Dr Lehmkuhl joined the Institute of Microstructure Technology (IMT) in KIT as an independent researcher and started his own research group after receiving an “Emmy Noether” grant from the German Research Foundation (DFG) in 2024. His research focuses on developing new analytical tools for NMR and MRI in chemistry, medicine and material science. The main focus is on increasing MR sensitivity in practical applications by parahydrogen hyperpolarization and resolution by the RASER approach. The laboratory has expertise both in the chemical and the engineering aspects of parahydrogen hyperpolarization. The project herein will also benefit from collaboration with world leading materials scientists, electrical and mechanical engineers in KIT for developing hyperpolarized NMR methods and instrumentation.
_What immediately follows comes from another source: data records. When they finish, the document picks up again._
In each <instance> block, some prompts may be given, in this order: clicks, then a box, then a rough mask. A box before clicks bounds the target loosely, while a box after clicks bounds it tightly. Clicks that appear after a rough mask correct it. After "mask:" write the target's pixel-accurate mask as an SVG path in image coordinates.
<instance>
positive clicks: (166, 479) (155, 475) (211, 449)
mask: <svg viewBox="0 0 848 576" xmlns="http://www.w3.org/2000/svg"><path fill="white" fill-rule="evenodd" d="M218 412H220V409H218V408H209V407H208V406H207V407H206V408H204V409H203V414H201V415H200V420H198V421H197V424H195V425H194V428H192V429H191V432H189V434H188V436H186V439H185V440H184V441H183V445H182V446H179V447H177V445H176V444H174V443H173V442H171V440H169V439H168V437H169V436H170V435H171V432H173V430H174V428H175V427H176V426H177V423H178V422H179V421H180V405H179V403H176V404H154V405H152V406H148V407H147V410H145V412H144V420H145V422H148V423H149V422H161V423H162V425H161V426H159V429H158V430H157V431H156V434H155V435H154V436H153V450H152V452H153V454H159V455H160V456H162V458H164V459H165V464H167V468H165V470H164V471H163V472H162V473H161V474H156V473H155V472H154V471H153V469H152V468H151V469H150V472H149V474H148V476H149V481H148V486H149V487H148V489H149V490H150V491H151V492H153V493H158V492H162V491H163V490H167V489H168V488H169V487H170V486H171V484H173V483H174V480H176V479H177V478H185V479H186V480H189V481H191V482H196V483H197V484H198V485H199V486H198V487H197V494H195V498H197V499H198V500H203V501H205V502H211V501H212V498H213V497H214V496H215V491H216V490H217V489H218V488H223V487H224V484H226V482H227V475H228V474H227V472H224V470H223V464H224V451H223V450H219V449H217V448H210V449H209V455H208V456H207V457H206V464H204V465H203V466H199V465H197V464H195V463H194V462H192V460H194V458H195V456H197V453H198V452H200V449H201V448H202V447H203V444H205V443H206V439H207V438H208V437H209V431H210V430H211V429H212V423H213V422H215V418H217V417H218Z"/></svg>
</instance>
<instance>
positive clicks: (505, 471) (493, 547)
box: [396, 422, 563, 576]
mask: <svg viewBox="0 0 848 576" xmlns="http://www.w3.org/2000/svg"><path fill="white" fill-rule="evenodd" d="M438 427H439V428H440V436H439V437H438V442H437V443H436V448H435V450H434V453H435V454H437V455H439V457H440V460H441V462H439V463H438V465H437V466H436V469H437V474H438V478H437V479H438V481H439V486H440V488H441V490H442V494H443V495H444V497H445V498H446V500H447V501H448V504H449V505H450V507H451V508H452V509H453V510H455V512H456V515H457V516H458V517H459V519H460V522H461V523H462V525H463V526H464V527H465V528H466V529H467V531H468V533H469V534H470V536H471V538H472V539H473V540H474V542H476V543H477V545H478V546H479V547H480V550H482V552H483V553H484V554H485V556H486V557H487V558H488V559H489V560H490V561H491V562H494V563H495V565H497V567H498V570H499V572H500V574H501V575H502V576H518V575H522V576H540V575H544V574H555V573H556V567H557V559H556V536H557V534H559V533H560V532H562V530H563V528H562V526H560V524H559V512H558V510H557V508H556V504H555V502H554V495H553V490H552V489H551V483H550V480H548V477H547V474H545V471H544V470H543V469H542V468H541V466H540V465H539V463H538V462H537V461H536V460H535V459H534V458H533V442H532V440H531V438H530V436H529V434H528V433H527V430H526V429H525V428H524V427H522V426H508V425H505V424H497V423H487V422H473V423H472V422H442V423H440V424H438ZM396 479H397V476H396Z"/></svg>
Kerti Ausmees holds a PhD in organic chemistry from Tallinn University of Technology (2013), with a later specialization in NMR methods and applications development. Her research focuses on adapting parahydrogen hyperpolarization for the identification of disease-related biomarkers that occur below the limit of detection of regular NMR. She is among the very few researchers who use hyperpolarization to boost sensitivity for NMR metabolomics to discover new biomarkers, improve diagnosis and deepen the understanding of disease mechanisms. She is among the leading experts in achieving compatibility of biological samples with NMR signal enhancement techniques, including parahydrogen hyperpolarization. Dr Ausmees has led the development of urine analysis by parahydrogen hyperpolarization (10.1039/D1CC05665D) and has supervised development of a protocol to detect nanomolar drug metabolites by hyperpolarized NMR (10.1021/acs.analchem.1c01281). She has previously supervised one PhD student (defended in 2024) and is currently supervising another PhD student.
The candidate should enjoy practical labwork at the interface of metalorganic and analytical chemistry. Work will include the study of organometallic catalysts and kinetics that influence hyperpolarization. Prior experience in metalorganic chemistry (possible work in inert gas atmosphere) is desirable, but focus will be on analytical chemistry methods that utilize metalorganic catalysts.
The candidate can interpret NMR spectra and has completed a course in principles of NMR. He/she should be able to communicate freely in English and be prepared to work in an interdisciplinary and multinational environment. Project will involve biological fluids and training for their safe handling.